The radical fringe of the Palestinian resistance (a fringe that seems, at times, distressingly large) still calls for a destruction of the state of Israel in its entirety. That’s ridiculous, of course, and irrational, and counter-productive, and immoral. Level-headed, moderate Palestinians simply want peace, and a land of their own, separate from and independent of Israeli and its military. That dream is dying, and has been for many decades, throwing itself about in increasingly frenzied death-throes, like a bad actor.

The Palestinian people have endured years of mistreatment at the hands of pretty much everyone: Israel, Britain, Jordan, Egypt, the United States … even their own Palestinian Authority. But they march, anyway, and struggle and suffer and die for the basic human rights that their oppressors — and their oppressors supporters — take for granted.

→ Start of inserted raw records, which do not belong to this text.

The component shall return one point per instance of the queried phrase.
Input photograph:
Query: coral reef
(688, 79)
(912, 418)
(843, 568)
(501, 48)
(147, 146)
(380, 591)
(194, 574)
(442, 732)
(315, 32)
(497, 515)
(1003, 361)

Update: In reading over this just now, I note with dismay that it is precisely the kind of frenzied, emotional screed that has done so little to help the Palestinian cause over the years, and so much to hurt it. Thankfully, there are cooler minds out there, on both sides of the conflict, working on actual solutions. Here, for instance.

I think I’ll leave this up here, though. None of what I’ve written is untrue; though it is, perhaps, unhelpful.

3 comments ↓

#1 sahalie on 05.21.04 at 1:14 pm

i am wondering and this is just conspiracy-theory wondering

if bush & co are plotting a BIG war no i mean a BIG BIG war against the entire arab world “if you’re not with us you’re against us” that’s from the bible although it was taken entirely out of context like religious text often is when it’s used for justification (like bill moyer said last night, he finds the notion of “fiercly religious” to be exactly fiercly non-religious. and as for bush, he is a fanatic

he wants to see the new messiah

and the dispute between isreal and palestine is as old as written history, but i see the recent attacks on palestine to be shameful and abhorrent. at this time it is fighting for its survival.

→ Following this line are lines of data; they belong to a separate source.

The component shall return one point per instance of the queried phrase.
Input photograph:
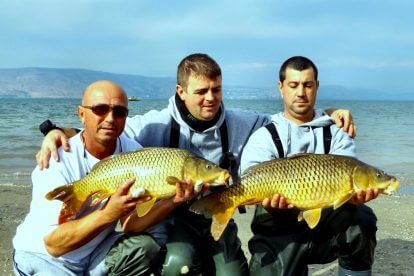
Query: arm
(343, 119)
(74, 234)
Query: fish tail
(221, 212)
(71, 204)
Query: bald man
(89, 244)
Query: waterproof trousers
(346, 234)
(192, 250)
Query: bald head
(103, 89)
(103, 113)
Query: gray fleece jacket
(304, 138)
(153, 130)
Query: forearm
(133, 223)
(69, 132)
(73, 234)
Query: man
(281, 245)
(195, 120)
(89, 244)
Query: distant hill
(70, 83)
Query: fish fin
(221, 212)
(312, 217)
(98, 196)
(172, 180)
(298, 155)
(300, 216)
(71, 204)
(198, 185)
(220, 221)
(342, 200)
(145, 207)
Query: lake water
(384, 135)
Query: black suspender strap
(276, 139)
(327, 138)
(174, 134)
(224, 137)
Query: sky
(365, 44)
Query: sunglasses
(119, 111)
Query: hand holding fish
(52, 141)
(277, 202)
(122, 202)
(362, 197)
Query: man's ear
(279, 86)
(180, 91)
(81, 114)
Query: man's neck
(98, 150)
(299, 119)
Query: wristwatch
(47, 126)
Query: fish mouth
(392, 187)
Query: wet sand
(394, 254)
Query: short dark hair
(298, 63)
(198, 65)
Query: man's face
(298, 91)
(103, 128)
(202, 97)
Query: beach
(394, 253)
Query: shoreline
(394, 254)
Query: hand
(52, 141)
(343, 119)
(277, 202)
(122, 202)
(362, 197)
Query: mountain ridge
(40, 82)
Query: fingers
(65, 143)
(276, 202)
(55, 154)
(179, 190)
(42, 159)
(337, 117)
(352, 131)
(123, 189)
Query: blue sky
(355, 43)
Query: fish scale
(310, 182)
(155, 170)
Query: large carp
(310, 182)
(156, 171)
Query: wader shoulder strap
(224, 138)
(276, 139)
(174, 134)
(327, 138)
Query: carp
(156, 171)
(310, 182)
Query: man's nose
(301, 90)
(110, 116)
(209, 96)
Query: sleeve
(148, 129)
(46, 212)
(259, 148)
(341, 143)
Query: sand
(394, 253)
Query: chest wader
(190, 245)
(283, 246)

#2 fishfry on 05.21.04 at 4:55 pm

i casually poopoo too. hehe.

#3 clay sails on 05.25.04 at 10:46 am

Well said. This is not “frenzied”, it is timely. All to often voices in defense of the Arab inhabitants of Palestine get shut down with accusations of anti-semitism.

Its time to remember that the genesis for the modern state of Israel came about during the colonial rushes of the late 19th century. The Eastern European Zionist movement — the dream of another disenfranchised people — capitalized upon nostalgia for a golden age of a brief Jewish kingdom that existed on a plot of land that had variously been owned and conquored by dozens of racial groups: Greeks, Phonecians, Romans, Assyrians, Arabs, Mongols, Egyptians, Turks, Persians, Frenchmen, Englishmen, etc.

Jews have no more sacred right to that land than any of these previous invaders/colonizers. They do have the power, however, and they have built a viable state, which is all that really matters.

Currently a system of “apartheid” (apartness) is being contemplated, where Israel takes the choicest pieces of land, builds walls around it, and cries foul when disenfranchised, powerless, ghettoized Palestianians lash out in anger and frustration.

The only solution to the problem is creating a secular state that includes Jews and Arabs as equal partners and favors neither Judaism nor Islam.

Its hard to see that happening.

The first stage is to get people to read their history and stop getting their facts from the Anti-Defamation League (or Hamas, for that matter).